Paycheck Protection Program fraud claims are misplaced

The Paycheck Protection Program is one of the most successful government programs ever created. It distributed $800 billion of forgivable loans during the once-in-a-century pandemic to over six million small businesses, supporting 55 million jobs. The PPP was a lifeline for small businesses that government officials forcibly closed for two weeks, then two months, and then, in some areas, nearly two years.

The PPP helped stave off a second Great Depression that many forecasters predicted and set the stage for the fastest economic recovery in history. It was historically responsive, distributing loans within three weeks of a national emergency declaration. Former Congressional Budget Office Director Doug Holtz-Eakin called the PPP “the single most effective fiscal policy ever undertaken by the United States Government.”

Unfortunately, the PPP has come under recent undeserved criticism for supposed widespread fraud. Former U.S. attorney Matthew Schneider claims, “It is the biggest fraud in a generation.” Sam Kruger, a University of Texas at Austin professor, says, “Fraud on this scale is enormously costly.” The House Small Business Committee is holding a hearing on this issue on Thursday.

While some scammers certainly took advantage of the program, a new Small Business Administration Office of Inspector General fraud report finds widespread fraud concerns are largely misplaced. The study estimates that there was $64 billion worth of fraud in the $800 billion program. This 8 percent fraud rate is lower than many standard government programs. For instance, the IRS estimates that around 25 percent of Earned Income Tax Credit payments are made in error.

Most PPP fraud was committed with loans distributed by fintech — online lenders generally not associated with banks. Many of these tech upstarts did not have the proper guardrails in place and did not have the same strong relationships with small business borrowers as traditional banks. One study estimates that just two fintech lenders made one in every three PPP loans in 2021. These bad actors, not the PPP program as a whole, deserve criticism. When you exclude fintech, the PPP fraud rate falls to only about 4 percent.

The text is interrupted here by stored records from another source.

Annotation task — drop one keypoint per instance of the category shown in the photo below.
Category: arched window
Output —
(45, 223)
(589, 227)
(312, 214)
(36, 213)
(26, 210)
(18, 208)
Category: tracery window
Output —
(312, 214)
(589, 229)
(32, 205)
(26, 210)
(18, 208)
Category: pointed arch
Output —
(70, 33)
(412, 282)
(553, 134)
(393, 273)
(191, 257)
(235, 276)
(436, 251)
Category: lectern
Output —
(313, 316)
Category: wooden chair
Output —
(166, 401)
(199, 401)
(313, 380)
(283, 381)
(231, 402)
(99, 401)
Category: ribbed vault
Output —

One reason PPP is getting a bad rap is because the SBA’s alternate relief program, Economic Injury Disaster Loans, was rife with fraud. The SBA OIG report estimates $136 billion of this $400 billion program was fraud, a 34 percent fraud rate. Many commentators — and even the SBA — are improperly conflating the fraud in these two programs.

The significant fraud discrepancy between these two programs is partly due to how the loans were distributed. PPP loans were given out by third-party lenders, mostly community banks, while EIDL loans were distributed by the SBA itself. Banks have far more robust fraud controls than government agencies.

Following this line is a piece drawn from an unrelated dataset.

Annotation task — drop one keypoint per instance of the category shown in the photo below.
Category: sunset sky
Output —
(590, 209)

President Biden and congressional Democrats have also repeatedly criticized PPP loans from a different angle. They have claimed PPP backers who oppose the Biden administration’s student loan bailout are hypocritical. This attack was Biden’s go-to response after the Supreme Court struck down his student loan bailout.

But there is no comparison between Biden’s bailout and the PPP lifeline. The bailout was illegal executive overreach, while the PPP was overwhelmingly passed by Congress. Student loans were never meant to be forgiven, while PPP loans were designed to turn into grants. PPP loans were a necessary response to forced government shutdowns of businesses, while the student loan bailout was unfair and failed to address the root of this problem: unaccountable colleges that overcharge students.

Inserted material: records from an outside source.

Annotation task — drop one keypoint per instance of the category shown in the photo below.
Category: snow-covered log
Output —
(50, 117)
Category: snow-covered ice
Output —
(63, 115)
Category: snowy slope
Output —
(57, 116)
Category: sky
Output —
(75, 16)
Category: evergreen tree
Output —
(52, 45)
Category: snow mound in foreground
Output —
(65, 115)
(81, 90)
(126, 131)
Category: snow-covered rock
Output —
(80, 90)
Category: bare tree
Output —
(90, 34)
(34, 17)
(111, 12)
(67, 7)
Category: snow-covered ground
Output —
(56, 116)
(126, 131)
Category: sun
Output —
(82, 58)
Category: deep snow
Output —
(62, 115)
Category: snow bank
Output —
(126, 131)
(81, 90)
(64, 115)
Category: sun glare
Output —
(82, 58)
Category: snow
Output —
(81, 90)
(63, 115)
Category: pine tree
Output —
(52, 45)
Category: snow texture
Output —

We now know that the government’s forced business closures during the pandemic did little-to-nothing to stop the spread of the disease. But that information is cold comfort for the millions of shutdown small business owners. Even with thebenefit of hindsight, the PPP performed exactly as intended, saving America’s small business economy. It accomplished this feat with a relatively low level of fraud, making its success even more remarkable.

Alfredo Ortiz is president and CEO of Job Creators Network and author of “The Real Race Revolutionaries: How Minority Entrepreneurship Can Overcome America’s Racial and Economic Divides.”